|Palestinians hold placards and photographs of their relatives held in Israeli|
jails during a protest calling for their release, next to the headquarters of
the International Red Cross in Jerusalem, October 14, 2011.
JERUSALEM (AFP) -- Israel on Sunday published the official list of 477 Palestinian prisoners to be released on Tuesday and took the first steps to releasing detainees.
The gate of a prison in northern Israel swung open on Sunday morning and three heavily guarded vehicles drove out carrying 15 Palestinian female inmates -- some making V-for-victory signs -- to another jail to await their release along with 12 other women and 450 male prisoners in the trade.
Israel's President Shimon Peres received on Saturday the details of the 477 prisoners to be released in the first stage of the exchange, and he is expected to sign their pardons by Tuesday, his spokeswoman said.
The list of 450 Palestinian men and 27 women was published by the justice ministry on the website of the Israel Prisons Service, to give the public 48 hours to lodge any legal appeals against the deal which will see the return of Shalit, who has spent more than five years in captivity.
Another 550 Palestinian prisoners are to be released within two months.
As soon as the list was published, Israel's main radio and television stations began running through the long list of deadly attacks the prisoners named on the list were convicted of.
Among the names mentioned were prisoners who were found guilty of taking part in the 2001 bombing of a Tel Aviv nightclub which killed 21 people, and the so-called Passover bombing of a hotel in the coastal town of Netanya in 2002, which killed 29 people, both of which were claimed by Hamas's armed wing.
"Pursuant to the government of Israel's decision from October 11, 2011, to approve the proceedings of the agreement for the liberation of abducted soldier Gilad Shalit, held by Hamas, prisoners will be released as detailed in the following list," said the document which details exactly where each prisoner is to be sent.
Soon after publishing the list, Israeli media reported that prison authorities had begun transferring detainees to prisons in southern and central Israel to prepare for the exchange.
Prisoners will undergo checks by the Red Cross in the Ketziot prison near Egypt's border, Haaretz reported, as well as in the Sharon facility in central Israel.
Detainees returning to the Gaza Strip will be transferred to Egypt first from where they will cross into the Strip via the Rafah crossing, Haaretz said.

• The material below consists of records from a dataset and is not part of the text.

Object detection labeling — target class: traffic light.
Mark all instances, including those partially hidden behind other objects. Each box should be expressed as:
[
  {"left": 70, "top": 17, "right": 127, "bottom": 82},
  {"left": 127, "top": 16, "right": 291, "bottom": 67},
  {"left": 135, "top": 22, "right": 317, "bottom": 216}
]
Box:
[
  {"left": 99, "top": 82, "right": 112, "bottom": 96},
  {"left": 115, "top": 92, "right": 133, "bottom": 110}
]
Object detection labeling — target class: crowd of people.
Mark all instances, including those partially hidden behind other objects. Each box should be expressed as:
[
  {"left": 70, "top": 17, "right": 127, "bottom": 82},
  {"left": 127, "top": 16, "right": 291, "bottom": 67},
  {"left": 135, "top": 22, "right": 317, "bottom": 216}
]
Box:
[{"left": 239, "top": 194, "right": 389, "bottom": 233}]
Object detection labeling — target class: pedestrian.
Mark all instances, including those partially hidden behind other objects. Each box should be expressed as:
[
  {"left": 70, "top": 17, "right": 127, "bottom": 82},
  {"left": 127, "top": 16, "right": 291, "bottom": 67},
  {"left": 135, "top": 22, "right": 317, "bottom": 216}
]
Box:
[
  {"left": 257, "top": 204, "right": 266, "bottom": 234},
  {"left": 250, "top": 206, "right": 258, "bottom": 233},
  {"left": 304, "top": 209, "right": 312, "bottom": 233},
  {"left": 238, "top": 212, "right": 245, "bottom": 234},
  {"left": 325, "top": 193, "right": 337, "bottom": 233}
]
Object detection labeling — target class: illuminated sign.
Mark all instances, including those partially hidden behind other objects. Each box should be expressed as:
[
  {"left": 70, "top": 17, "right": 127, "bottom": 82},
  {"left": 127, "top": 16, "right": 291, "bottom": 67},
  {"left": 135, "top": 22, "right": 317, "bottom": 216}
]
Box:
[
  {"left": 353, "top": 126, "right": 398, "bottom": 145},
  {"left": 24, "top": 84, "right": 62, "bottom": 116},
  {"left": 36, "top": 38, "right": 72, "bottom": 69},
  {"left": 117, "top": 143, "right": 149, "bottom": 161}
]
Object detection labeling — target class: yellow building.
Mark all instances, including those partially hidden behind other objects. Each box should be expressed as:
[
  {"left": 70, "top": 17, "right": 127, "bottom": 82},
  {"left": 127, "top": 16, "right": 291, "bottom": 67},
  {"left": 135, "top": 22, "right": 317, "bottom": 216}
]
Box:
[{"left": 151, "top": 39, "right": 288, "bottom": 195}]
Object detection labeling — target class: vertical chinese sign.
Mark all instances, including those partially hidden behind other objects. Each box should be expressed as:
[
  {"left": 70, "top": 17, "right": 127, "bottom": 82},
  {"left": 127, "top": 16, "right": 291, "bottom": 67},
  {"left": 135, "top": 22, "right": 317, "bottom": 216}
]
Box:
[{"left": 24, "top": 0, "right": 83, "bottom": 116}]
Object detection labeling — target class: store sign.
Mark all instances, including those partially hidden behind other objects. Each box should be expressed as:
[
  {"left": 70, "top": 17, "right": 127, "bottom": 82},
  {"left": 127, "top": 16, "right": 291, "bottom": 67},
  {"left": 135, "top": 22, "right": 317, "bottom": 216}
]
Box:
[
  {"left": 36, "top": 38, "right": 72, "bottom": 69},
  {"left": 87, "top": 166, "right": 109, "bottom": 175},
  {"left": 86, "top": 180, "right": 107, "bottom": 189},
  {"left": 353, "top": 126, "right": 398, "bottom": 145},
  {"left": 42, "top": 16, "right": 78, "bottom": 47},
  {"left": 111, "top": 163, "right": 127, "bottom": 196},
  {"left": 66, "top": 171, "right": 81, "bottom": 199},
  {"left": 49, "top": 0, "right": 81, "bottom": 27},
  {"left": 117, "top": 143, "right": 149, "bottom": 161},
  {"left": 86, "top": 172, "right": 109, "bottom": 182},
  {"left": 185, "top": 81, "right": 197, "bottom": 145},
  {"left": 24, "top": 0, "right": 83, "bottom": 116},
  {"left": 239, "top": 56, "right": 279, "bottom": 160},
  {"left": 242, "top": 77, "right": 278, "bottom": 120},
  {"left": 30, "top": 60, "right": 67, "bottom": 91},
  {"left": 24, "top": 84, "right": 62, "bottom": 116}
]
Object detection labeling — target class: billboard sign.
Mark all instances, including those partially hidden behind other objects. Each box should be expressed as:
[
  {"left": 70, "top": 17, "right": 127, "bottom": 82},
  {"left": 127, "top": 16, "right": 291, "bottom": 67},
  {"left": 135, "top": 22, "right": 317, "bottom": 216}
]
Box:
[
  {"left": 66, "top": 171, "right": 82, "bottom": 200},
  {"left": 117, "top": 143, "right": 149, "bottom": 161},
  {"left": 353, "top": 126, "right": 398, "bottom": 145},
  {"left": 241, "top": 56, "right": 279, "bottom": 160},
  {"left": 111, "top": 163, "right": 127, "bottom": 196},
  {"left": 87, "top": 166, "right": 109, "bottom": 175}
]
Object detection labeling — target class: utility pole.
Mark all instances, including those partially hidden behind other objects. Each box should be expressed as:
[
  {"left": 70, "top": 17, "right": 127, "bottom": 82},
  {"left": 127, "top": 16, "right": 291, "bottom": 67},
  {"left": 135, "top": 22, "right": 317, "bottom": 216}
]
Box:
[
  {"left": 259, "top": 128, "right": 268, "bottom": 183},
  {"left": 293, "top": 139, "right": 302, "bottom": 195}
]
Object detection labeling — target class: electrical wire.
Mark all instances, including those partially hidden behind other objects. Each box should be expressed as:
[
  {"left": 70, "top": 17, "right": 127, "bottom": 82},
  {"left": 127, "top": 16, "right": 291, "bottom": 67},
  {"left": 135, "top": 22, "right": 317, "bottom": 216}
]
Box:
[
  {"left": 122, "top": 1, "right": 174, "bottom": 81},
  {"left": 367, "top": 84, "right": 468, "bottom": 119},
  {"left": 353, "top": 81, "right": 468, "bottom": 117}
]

Last week, several websites affiliated with the Islamist Hamas movement and the Popular Resistance Committees, both of which were involved in capturing Shalit, published lists purportedly naming Palestinians to be freed, but Sunday's list was the first official one released.
With the publication of the list, Israelis who wish to raise a legal challenge against the swap deal between Israel and Hamas, which was announced last Tuesday, can now petition against it.
On Friday, an Israeli group representing victims of Palestinian attacks lodged the first petition at the High Court to cancel, or at least delay, the deal.
The court has never in the past overturned any government decision to free prisoners involved in militant attacks against Israelis.
In their petition, the Almagor said that under the current timetable the victims' families would not have sufficient time to examine the names of prisoners set for release and prepare an appeal.
Shalit is to return to Israel on Tuesday at the same time as the first group of 477 prisoners are freed if the terms of the swap deal are respected, officials say.
Israel's chief negotiator David Meidan returned to Cairo late on Saturday to finalize the details of the prisoner exchange with Hamas, working through Egyptian mediators, media reports said.
Although greeted with initial enthusiasm, many Palestinians are disappointed with the terms of the prisoner swap, which entails some detainees being exiled abroad or away from their homes.
Some 200 detainees will be exiled, 40 detainees overseas and 163 to Gaza.
The prisoners' rights group Addameer says Israel has detained over 650,000 Palestinians since it occupied the West Bank and Gaza in 1967, around 20 percent of the population.
Under international law it is illegal for Israel, as an occupying power, to transfer Palestinians outside the occupied territory.
There are at least 6,000 Palestinian prisoners in Israeli jails. They are held in high esteem within society for their role in the national struggle for self determination against Israeli occupation.